[
https://issues.apache.org/jira/browse/NUTCH-1098?page=com.atlassian.jira.plugin.system.issuetabpanels:comment-tabpanel&focusedCommentId=13142291#comment-13142291
]
Ferdy Galema commented on NUTCH-1098:
-------------------------------------
@Markus/Radim
I certainly do not want to nitpick about patches, but I think feedback about
unnecessary changes or malformed patches should be given. Of course when
applying the patch you could simply ignore or correct them, but in the end
higher quality patches benefit all of us. It just makes the process of
reviewing/editing/committing a lot easier.
@Radim
Do you agree that "better url-normalizer basic" is perhaps overly broad? I can
probably think of tens of other improvements that fall under the scope of a
better basic urlnormalizer. Discussing / managing them in separate issues is
much more efficient than cramming them all into a single one.
Anyway this is not to undermine the effort of course. Keep up the good work!

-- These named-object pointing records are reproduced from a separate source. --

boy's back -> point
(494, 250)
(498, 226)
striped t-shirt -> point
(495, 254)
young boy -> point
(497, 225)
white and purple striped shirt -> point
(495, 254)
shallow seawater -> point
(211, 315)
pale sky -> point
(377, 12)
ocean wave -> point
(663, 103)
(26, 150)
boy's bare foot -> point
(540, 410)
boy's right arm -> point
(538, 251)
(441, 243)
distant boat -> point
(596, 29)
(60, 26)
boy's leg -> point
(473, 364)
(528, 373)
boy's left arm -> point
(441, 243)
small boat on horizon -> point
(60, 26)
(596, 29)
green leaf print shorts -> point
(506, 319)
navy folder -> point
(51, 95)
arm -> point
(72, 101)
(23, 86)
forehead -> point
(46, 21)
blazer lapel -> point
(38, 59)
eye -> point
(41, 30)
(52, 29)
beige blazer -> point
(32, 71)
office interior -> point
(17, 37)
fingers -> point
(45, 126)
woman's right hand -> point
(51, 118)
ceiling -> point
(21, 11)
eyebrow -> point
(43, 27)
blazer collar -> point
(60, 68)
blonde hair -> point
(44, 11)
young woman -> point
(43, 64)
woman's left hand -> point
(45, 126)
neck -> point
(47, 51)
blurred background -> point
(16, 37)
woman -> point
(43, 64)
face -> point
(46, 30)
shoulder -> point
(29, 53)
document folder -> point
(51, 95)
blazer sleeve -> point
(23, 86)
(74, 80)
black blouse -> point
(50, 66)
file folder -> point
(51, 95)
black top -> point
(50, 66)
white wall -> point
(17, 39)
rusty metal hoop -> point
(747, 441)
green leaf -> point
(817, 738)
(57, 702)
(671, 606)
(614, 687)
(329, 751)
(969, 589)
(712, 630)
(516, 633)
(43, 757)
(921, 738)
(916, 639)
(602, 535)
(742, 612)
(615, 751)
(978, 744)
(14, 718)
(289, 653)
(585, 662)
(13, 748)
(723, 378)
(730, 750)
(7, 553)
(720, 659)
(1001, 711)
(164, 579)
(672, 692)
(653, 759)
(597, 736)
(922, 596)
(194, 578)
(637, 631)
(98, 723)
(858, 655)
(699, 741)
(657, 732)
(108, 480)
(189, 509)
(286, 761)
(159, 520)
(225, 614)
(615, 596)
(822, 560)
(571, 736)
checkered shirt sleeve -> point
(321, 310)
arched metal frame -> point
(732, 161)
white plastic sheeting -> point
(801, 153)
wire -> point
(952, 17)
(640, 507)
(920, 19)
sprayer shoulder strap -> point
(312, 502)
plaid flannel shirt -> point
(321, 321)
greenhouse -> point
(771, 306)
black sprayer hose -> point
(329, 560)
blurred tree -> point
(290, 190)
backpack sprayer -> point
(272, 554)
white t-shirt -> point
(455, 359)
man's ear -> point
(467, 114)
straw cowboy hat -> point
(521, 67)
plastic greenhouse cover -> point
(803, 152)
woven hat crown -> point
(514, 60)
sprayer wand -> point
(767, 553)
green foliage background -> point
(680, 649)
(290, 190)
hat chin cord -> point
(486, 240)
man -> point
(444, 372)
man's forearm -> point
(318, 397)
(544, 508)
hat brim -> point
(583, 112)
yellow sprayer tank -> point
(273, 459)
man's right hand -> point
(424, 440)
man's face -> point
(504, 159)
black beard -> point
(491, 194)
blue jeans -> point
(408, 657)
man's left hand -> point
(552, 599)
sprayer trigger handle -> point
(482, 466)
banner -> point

(And feel free to disagree)
Cheers!
> better url-normalizer basic
> ---------------------------
>
> Key: NUTCH-1098
> URL: https://issues.apache.org/jira/browse/NUTCH-1098
> Project: Nutch
> Issue Type: Improvement
> Components: fetcher
> Affects Versions: 1.3
> Environment: Any
> Reporter: Radim Kolar
> Assignee: Markus Jelsma
> Labels: encoding, url
> Fix For: 1.5
>
> Attachments: patch-urlnormalizer.diff
>
> Original Estimate: 4h
> Remaining Estimate: 4h
>
> Basic URL normalizer lacks 2 important features
> Encode space in URL into %20 to unbreak httpclient and possibly others who do
> not expect space inside URL
> Ability to decode %33 encoding in URL. This is important for avoiding
> duplicates
--
This message is automatically generated by JIRA.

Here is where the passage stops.